When they started the club, Bute was teaching physical education at E. Benjamin Oliver Elementary School, and Richards at the Peace Corps school. Bute said the local teams had no chance to travel.

"They had no opportunity to see what the competition was like beyond the island," he said. "No exposure. In fact, they had played St. Croix once in four years."

He and Richards started the Explorers, taking the best athletes from the Alvin McBean and Elrod Hendricks West Little Leagues. It has since become the premier club on St. Thomas.

He laughed, recalling their very first experiences.

"I didn’t realize how perfect the name Explorers was at the time. We had no clue where we were going. There were no GPS’s then."

The Explorers, front row from left, Nykebo Warner, Lester Skeck Jr., Dwayne Maduro, Jaeden Allen and Janiya Victor; top row from left, Coach Hainsley Hewitt, Najer Victor, Julio Illidge, Me'Koi Malone and president Michael Bute. They financed the fledgling club by selling water by the roadside, holding cake sales, doing whatever they could do to raise money.

"The parents were always involved in fundraising," Bute said. "When we took our first trip to Santo Domingo, we weren’t even a nonprofit yet."
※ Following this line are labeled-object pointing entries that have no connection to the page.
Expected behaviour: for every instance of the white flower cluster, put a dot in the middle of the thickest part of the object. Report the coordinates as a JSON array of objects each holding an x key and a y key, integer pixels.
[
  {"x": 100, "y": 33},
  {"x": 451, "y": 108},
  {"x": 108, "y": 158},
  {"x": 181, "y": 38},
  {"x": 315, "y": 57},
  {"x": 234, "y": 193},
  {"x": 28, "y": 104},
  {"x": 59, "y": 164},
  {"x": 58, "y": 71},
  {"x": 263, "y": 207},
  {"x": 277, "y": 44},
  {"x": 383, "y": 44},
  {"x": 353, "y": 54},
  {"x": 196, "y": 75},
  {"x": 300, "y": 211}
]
Though the club is a registered not-for-profit these days, the roadside sales are still an important part of the fundraising, which is augmented by grants through the Community Foundation of the Virgin Islands and the Law Enforcement Planning Commission, corporate and individual sponsors.

"Our goal is to get more kids interested in baseball," Bute said.

The team has a winning record, a legacy of victory. Bute handed over a very neatly written record of the teams’ history from 1996 through 2013, which includes 15 championships. He runs the team with four coaches – Hainsley Hewitt, Leroy Thomas, Delroy Gerard and Dwayne "Juice" Maduro.

Earlier this year, the 12-and-Under-team clinched the championship in the Hang Ten Tournament, part of the Cal Ripken Tournament. The 14-and-Under team took third place. In the past year, the Explorers sent two teams to Disney’s Turn Back the Clock Youth Baseball Tournament at ESPN’s Wide World of Sports Complex in Florida and participated in the Little League World Series, the world’s largest organized youth sports program.

From the get go, Bute, who has a keen sense of how young boys develop, has laid down the rules. He said, "If a student is in school eight hours a day, practices ball for three hours and had two hours of homework, they don’t have time to get in trouble. We show respect for them and they learn respect from us."

The team has one female, and she’s quite something, according to Bute, who said there is no problem with the team having a girl as its closing pitcher. Janiya Victor, as it turns out is a shy 11-year old right-hander with little use for conversation, but a lot of concentration on her pitches, just like a pitcher should be.

The parents are an integral part of the program. In fact, it’s really a family affair, as witnessed Sunday when, during a break in the weather and after being rained out Saturday, the team suited up at the Joseph Aubain Ballpark in Frenchtown, ready to show their stuff for a reporter.

While the kids tossed a ball around in the wet grass and hit a very few under the careful pitching of Victor, parents Julice Thomas, LeTrisse Abbott, Christina Fredericksen and Waukebo Warner kept an eye on the proceedings.

They are all old hands at this.

"We’re like a family," said Thomas. "We’re all here for each other. If somebody can’t make it, we fill in for them, watching the children, letting them know we are here. It’s like a village, we all take care of one another. We never miss a game or a practice."

Then, what about the youngsters whose parents don’t come to the games?

"That’s something we take care of," Thomas said. "We never want them to feel alone, we’re here for them. It’s a lot more than playing ball, you know."

And how do they celebrate victories? Big laugh. "Oh, you don’t want to see us," Thomas said, while the others laughed. They all agree: "We do carry on!"